Implementation of Synchronous Signal Delivery

A flowchart of our synchronous signal delivery algorithm was given in a previous post.
This post provides techniques to implement the algorithm. Our monitor sometimes needs to make the variants skip a system call temporarily in order to deliver signals synchronously. After skipping the system call, the monitor has to make the variant wait for the signal. A small tight loop is used for this purpose. The monitor injects the code of the loop to the memory space of the variant and changes the instruction pointer of the variant to point to this small loop. The variant starts executing the loop immediately after skipping the system call.

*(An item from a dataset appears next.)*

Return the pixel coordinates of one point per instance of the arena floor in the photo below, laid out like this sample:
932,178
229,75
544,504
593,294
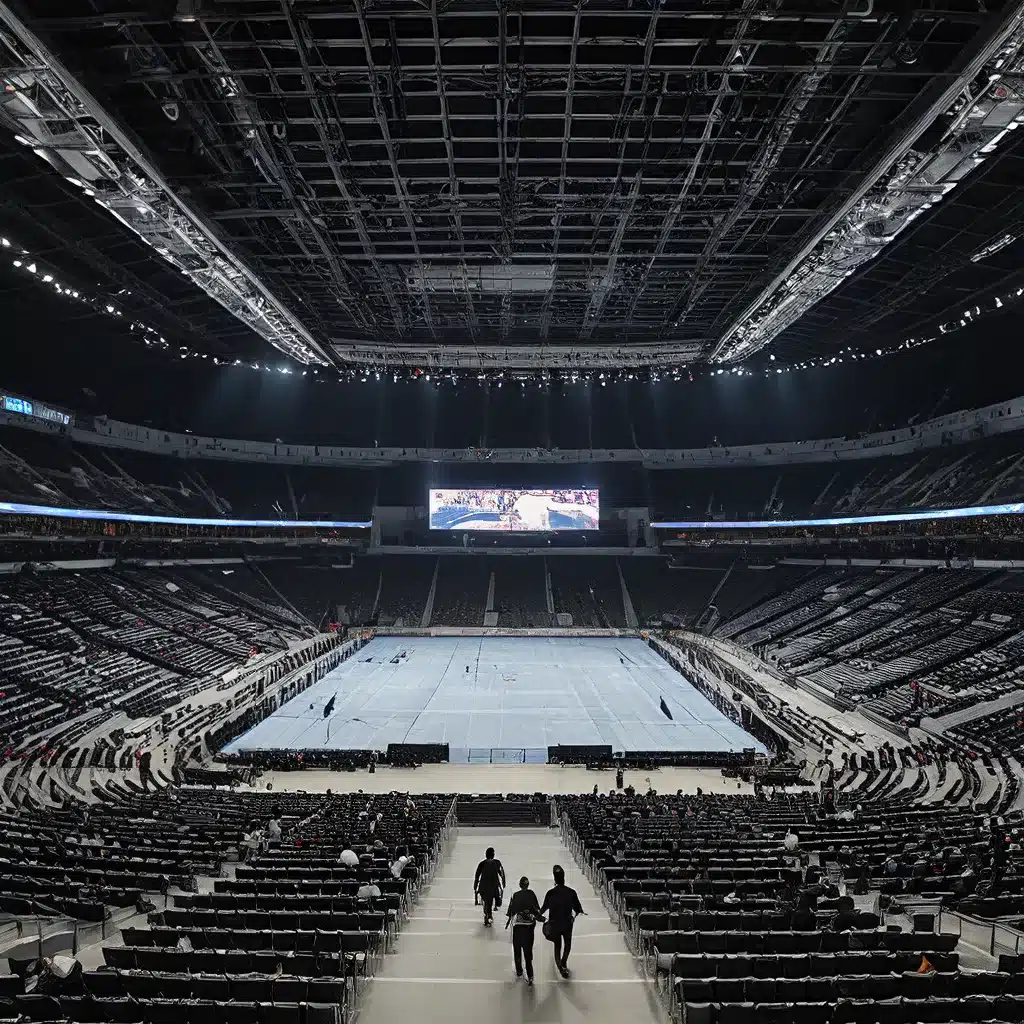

The number of iterations of this loop determines the maximum wait time for a signal. It can be configured, but we always use one billion iterations in our prototype system. Normally, not all of the iterations are executed. The monitor is notified as soon as the variant receives the signal.
After being notified, the monitor restores the original system call in the variant and the remaining iterations of the loop are skipped.

When the signal is not received after all loop iterations are executed, the variant is considered non-compliant. We insert a system call invocation instruction (int 0x80) after the loop to dispatch control back to the monitor when the loop finishes execution. Execution of this instruction indicates that the variant has not received the signal in the alloted time period and is non-compliant.

Our evaluations show that our algorithm causes less than 0.5 mili-second delay on average in delivering signals. Previously, other researchers had proposed delivering signals at system calls in order to deliver them synchronously. That approach could cause hundreds of mili-seconds delay in CPU-bound programs which might not be acceptable for certain signals, such as timer signals. The delay could also cause noticeable jitter in certain applications.

We used SPEC CPU2000 benchmark to evaluate our synchronous signal delivery mechanism and set a timer signal to be delivered to the tests frequently and then computed the average delay.

Thursday, February 5, 2009

Low-overhead access to the memory space of a traced process, Part IV

Low-overhead access to the memory space of a traced process is a major challenge when using a user-space tracer. I have devoted a few posts to mechanisms that allow us access a traced process's memory with low overhead. My last post on low-overhead memory access suggests using FIFOs. However, FIFOs have a limitation: size of FIFOs is often small and not configurable without recompiling the Linux kernel. For example, it is 4KB in Ubuntu 8.10. This means that multiple iterations of FIFOs are needed to transfer buffers whose sizes are larger than 4KB. Each iteration needs multiple context switches which increase the overhead.

Recently, I replaced the FIFOs by shared memory and obtained very good results. Shared memory size is by default several mega bytes (use "cat /proc/sys/kernel/shmmax" in Linux to see its default size). The default size is more than enough to read system call arguments from traced processes and to write back system call results to the processes.

Similar to FIFOs, the downside of using shared memory is the security risk, since any process can connect to them and try to access their contents. However, each shared memory block has a key and processes are allowed to attach a block only if they have the correct key. When we create shared memory blocks, their permissions are set so that only the user who has executed the monitor can read from or write to them. Therefore, the risk is limited to the case of a malicious program that is executed in the context of the same user or a super user. Both cases would be possible only when the system is already compromised.

Evaluating performance of shared memory versus FIFOs versus ptrace, I observed that shared memory is about 20 times faster than FIFOs and 900 faster than ptrace when transferring a 128KB buffer.